Currently, I’m using a script to handle duplicates, but due to Airtable's 30-second execution limit, it times out when processing high-volume data. I’d appreciate any suggestions on:
If anyone has successfully managed similar high-volume imports or has insights on achieving faster processing, I’d be grateful for your advice!
Thanks in advance.
Nov 06, 2024 03:32 PM - edited Nov 06, 2024 03:34 PM
Yes, this is super easy to do and only takes a few minutes to setup.
You can do this with Make's CSV automations alongside Make's Airtable integrations.
I give a full step-by-step demonstration on how to do this in this Airtable podcast episode.
If you’ve never used Make before, I’ve assembled a bunch of Make training resources in this thread.
Hope this helps! If you’d like to hire an expert Airtable consultant to help you with anything Airtable-related, please feel free to contact me through my website: Airtable consultant — ScottWorld
Nov 06, 2024 05:53 PM
Hm, you probably already know this, but Airtable's CSV Import extension (https://support.airtable.com/docs/csv-import-extension) comes with functionality to merge / update based on a unique value, which seems like it'd do what you need. I take it you're importing these via an automation or something and so you can't use the extension?
Nov 06, 2024 05:57 PM
Oh, right. I thought that for some reason he couldn't use Airtable's CSV Import extension. That is always the first place to start, before reaching out to 3rd-party tools.

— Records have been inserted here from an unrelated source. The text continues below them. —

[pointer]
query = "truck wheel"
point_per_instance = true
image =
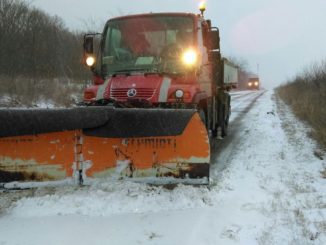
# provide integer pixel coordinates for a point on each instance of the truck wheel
(224, 123)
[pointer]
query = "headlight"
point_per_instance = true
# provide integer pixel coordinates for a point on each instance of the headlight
(179, 94)
(189, 57)
(90, 61)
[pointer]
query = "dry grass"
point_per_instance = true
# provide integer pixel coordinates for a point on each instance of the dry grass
(306, 94)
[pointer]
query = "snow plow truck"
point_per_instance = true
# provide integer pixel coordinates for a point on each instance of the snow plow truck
(156, 101)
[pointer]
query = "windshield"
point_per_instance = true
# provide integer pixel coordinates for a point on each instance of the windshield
(151, 44)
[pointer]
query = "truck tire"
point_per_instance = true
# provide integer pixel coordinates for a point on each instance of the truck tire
(223, 121)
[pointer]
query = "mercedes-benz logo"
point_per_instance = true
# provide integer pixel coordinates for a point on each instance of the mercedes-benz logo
(132, 92)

Hope this helps! If you’d like to hire an expert Airtable consultant to help you with anything Airtable-related, please feel free to contact me through my website: Airtable consultant — ScottWorld
Nov 06, 2024 06:48 PM
There is also the Dedupe Extension that can be run manually from a data view after the import is done. If there are duplicates within the CSV (versus between the CSV and existing records), this might be a better option.
However, if you are using the new import CSV from an interface feature and the user does not have access to the data view, you will need to use scripting or a third party tool to detect duplicates. If you go the scripting route, I recommend having a button to manually run the script after the CSV import is done, and not as an automation that triggers off the creation of a new record.
If your script is timing out at 30 seconds when trying to detect duplicates in only 10,000 records, I suspect that your script could be better written. For example, does your script have nested loops? The dedupe detection scripts that I have written for clients do not have any nested loops.
Nov 06, 2024 07:01 PM
And another limitation of that new Import CSV function is that it doesn’t support importing data into linked record fields.